The path length in number of hops was recorded of each route. The results indicated an increase in the operational diameter of the Internet from 1994 to 1995. The mean path length for D1 was 15.6 hops. The mean path length for D2 was 16.2 hops. In D2 there were six instances where the path length exceeded the maximum allowed by the traceroute program. This also indicates an increase in the Internet's operational diameter.
Erroneous routing was observed to occur in only one surprising instance. A message that was intended for a site in London ended up in Israel.
End-to-End Routing Stability
Two different aspects of routing stability were explored. These are prevalence and persistence. Prevalence is a measure of probability of observing a particular path for a route. Routing persistence is a measure of how long a route is likely to remain unchanged. Route stability was assessed based on the data from D2 because it allowed comparisons on two time scales. Before the route stability was assessed, the data was reduced to eliminate routing events that involved pathologies and those that experienced minor route fluctuations between tightly coupled hosts in a localized network.
The analysis of prevalence focused on the existence of a dominant path for a particular route. For analysis of routing prevalence a steady state probability value was calculated for every virtual path, for each route. This value is equal to the number of occurrences of the path divided by the total number of path measures for that route. The data was compared from three perspectives; at host granularity, at city granularity, and at AS granularity. The data for host granularity showed that, for half of the virtual paths measured, the same route was observed 82% or more of the time. For city and AS granularities the percentages were 97% and 100% respectively. This can be seen in Figure 6 of Paxson’s report, which shows a plot of the cumulative distribution of the prevalence of the dominant route. Most of the variation that occurs in routing is at the host level.
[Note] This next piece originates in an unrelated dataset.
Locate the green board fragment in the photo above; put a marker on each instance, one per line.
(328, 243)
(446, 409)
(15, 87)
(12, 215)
To define routing persistence the data was analyzed to determine how frequently the routes changed. The data was systematically analyzed to ultimately show that 82% of the end-to-end route pairs experienced, on average 1 routing change every 1.5 days. This is considered a low rate of oscillation. Two-thirds of the routes studied were considered to be "quite stable".
Routing Symmetry
Routing symmetry refers to a comparison of the two, one-way virtual paths between two hosts. Ideally, a routed message on the Internet would follow the same path on the outgoing and incoming trips between two hosts. Routing symmetry is important because some timing dependent communications are based on the assumption that the route is symmetric. Conditions of asymmetry can cause errors in timing and synchronization calculations.
Only D2 data was used in the symmetry analysis. Most of the routes in D2 were paired (A to B, and B to A), thus allowing for a comparison of the hosts that were routed in both directions. Of the 11339 successful pairs of measurements, 49% observed an asymmetry in the route where at least one other city was visited. The majority of these asymmetries were confined to a single alternate hop in the virtual path.
Summary of Results
The three major findings from this study on Internet routing behavior are summarized below.
The variation in the "end-to-end" route measurement data reported in this study emphasizes that there is no "typical" Internet path or Internet site. The Internet is a vast and diverse environment that has no doubt changed significantly in the years since 1995. Current Internet routing behavior should be studied. A comparison of current data with Paxson's data from 1995 would be instructive and perhaps useful in making predictions about the Internet routing issues that will be faced in the future.